When Iranians began protesting their government late last month, many conservatives noticed an obvious slant in how certain American media outlets covered — or in some cases, didn’t cover — the story. Today, the New York Times continued this pattern with a tweet and accompanying article that seemed to take sides with the Iranian regime against the protesters.
Iranian authorities have clamped down on Tehran after demonstrators across the country ignored calls for calm https://t.co/M9G7x8lvAT
— The New York Times (@nytimes) January 1, 2018
The demonstrators “ignored calls for calm”? How dare those pesky protesters have the audacity to disturb the peace enforced by a totalitarian regime?
The article itself wasn’t much better. Note the bold language from a selection of paragraphs from the beginning of the article:
Ignoring pleas for calm from President Hassan Rouhani, Iranians protesters took to the streets in several cities for the fifth day on Monday as pent-up economic and political frustrations boiled over in the broadest display of discontent in years.
The Iranian government responded with conciliatory words from Mr. Rouhani, but also a widening security clampdown — and a pledge late Monday to crack down even harder…
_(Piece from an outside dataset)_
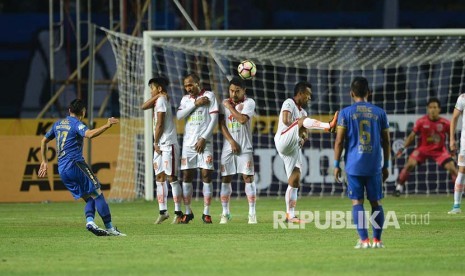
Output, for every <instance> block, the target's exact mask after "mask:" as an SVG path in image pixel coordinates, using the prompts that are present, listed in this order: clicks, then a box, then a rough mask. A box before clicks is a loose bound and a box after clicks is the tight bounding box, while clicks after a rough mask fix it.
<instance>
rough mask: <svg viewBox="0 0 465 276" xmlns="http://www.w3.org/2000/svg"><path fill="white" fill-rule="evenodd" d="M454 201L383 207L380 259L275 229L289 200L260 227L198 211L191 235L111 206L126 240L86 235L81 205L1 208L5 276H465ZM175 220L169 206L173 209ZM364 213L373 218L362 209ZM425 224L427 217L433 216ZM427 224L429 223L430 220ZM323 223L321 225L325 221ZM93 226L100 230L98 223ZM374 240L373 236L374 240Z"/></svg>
mask: <svg viewBox="0 0 465 276" xmlns="http://www.w3.org/2000/svg"><path fill="white" fill-rule="evenodd" d="M452 200H453V199H452V196H409V197H401V198H392V197H388V198H386V199H384V201H383V206H384V209H385V211H386V212H387V211H394V212H395V216H396V218H397V221H398V223H399V228H398V229H396V228H395V227H388V228H387V229H385V231H384V232H383V241H384V244H385V246H386V248H384V249H365V250H356V249H354V248H353V246H354V245H355V243H356V240H357V235H356V232H355V230H354V229H347V228H343V229H332V228H331V227H330V228H328V229H319V228H318V227H317V226H316V224H315V223H309V224H307V225H306V226H305V229H282V228H279V229H275V228H274V227H273V225H274V224H273V211H283V210H284V209H285V204H284V200H283V198H263V197H261V198H259V199H258V200H257V217H258V224H257V225H248V224H247V210H248V206H247V202H246V200H244V199H240V200H235V199H233V200H232V202H231V212H232V215H233V218H232V220H231V221H230V223H229V224H227V225H219V224H218V223H219V214H220V213H221V204H220V202H219V201H213V203H212V209H211V214H212V217H213V223H214V224H213V225H205V224H203V223H202V221H201V215H202V211H203V206H202V205H203V204H202V201H195V202H194V203H193V210H194V214H195V219H194V221H193V223H191V224H188V225H171V224H170V223H171V218H170V219H169V221H165V223H164V224H161V225H154V224H153V222H154V220H155V219H156V217H157V214H158V205H157V203H156V202H145V201H137V202H127V203H110V208H111V211H112V215H113V222H114V224H115V225H116V226H117V227H118V228H119V229H120V230H121V231H122V232H124V233H126V234H127V235H128V236H127V237H96V236H94V235H92V234H91V233H90V232H88V231H86V230H85V219H84V215H83V212H84V211H83V208H84V203H83V202H82V201H79V202H76V203H48V204H0V275H83V274H85V273H86V274H91V275H110V274H112V275H155V274H159V275H220V274H221V275H322V274H326V275H335V274H344V275H357V274H370V275H376V274H396V275H398V274H404V275H407V274H414V275H418V274H423V275H424V274H426V275H439V274H440V273H442V274H447V275H454V274H455V275H459V274H460V275H463V271H465V262H464V260H463V256H464V252H465V235H464V233H465V214H459V215H448V214H447V211H448V210H449V209H450V208H451V206H452ZM169 208H170V214H171V215H172V213H173V212H172V211H173V203H172V201H171V199H170V203H169ZM365 208H366V209H367V210H369V209H370V208H369V205H368V203H367V202H366V203H365ZM350 209H351V207H350V201H349V200H348V199H347V198H340V197H323V198H317V197H303V198H300V199H299V200H298V202H297V210H300V211H312V212H316V211H319V212H321V213H322V214H323V213H324V212H325V211H344V212H345V211H349V210H350ZM428 214H429V215H428ZM427 215H428V216H427ZM323 218H324V217H323ZM96 222H97V223H98V224H99V225H102V222H101V220H100V217H97V218H96ZM370 233H371V230H370Z"/></svg>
Despite Mr. Rouhani’s diplomatic language, it was clear the demonstrators would be given no leeway…
Mr. Rouhani has urged demonstrators to avoid violence but defended their right to protest. He did so again on Monday on Twitter.
“People want to talk about economic problems, corruption and lack of transparency in the function of some of the organs and want the atmosphere to be more open,” he wrote. “The requests and demands of the people should be taken note of.”
The Times seems to be going out of their way to paint Rouhani as a moderate politician seeking to use diplomacy rather than violence, as Streiff noted earlier.
The article mentions the coming “security clampdown,” a death toll now at 12, about 200 people arrested, and quotes deputy interior minister Hossein Zolfaghari saying, “From tonight the unrest will be controlled more seriously” — but interspersed throughout are these references to Rouhani as “plead[ing] for calm” and “urg[ing] demonstrators to avoid violence.”
Why the extensive effort to portray the Iranian regime as reasonable and peaceful?
Why frame the story as one where the problem is the Iranians demanding their rights as free people, and not a regime so strict that it makes headlines when they announce they will no longer arrest women for failing to follow the strict Islamic dress code, but will instead force them to attend classes given by the police. (A liberalization that seems to be on pause during the protests, as there have been multiple reports of women arrested for taking off their headscarves in public.)
Why attempt to characterize the protests as motivated by economic difficulties, driven by U.S.-backed sanctions, rather than the political and cultural issues that are far more prevalent in the direct unfiltered reports coming through on Twitter?
There couldn’t possibly be any past administration they were trying to defend, could there?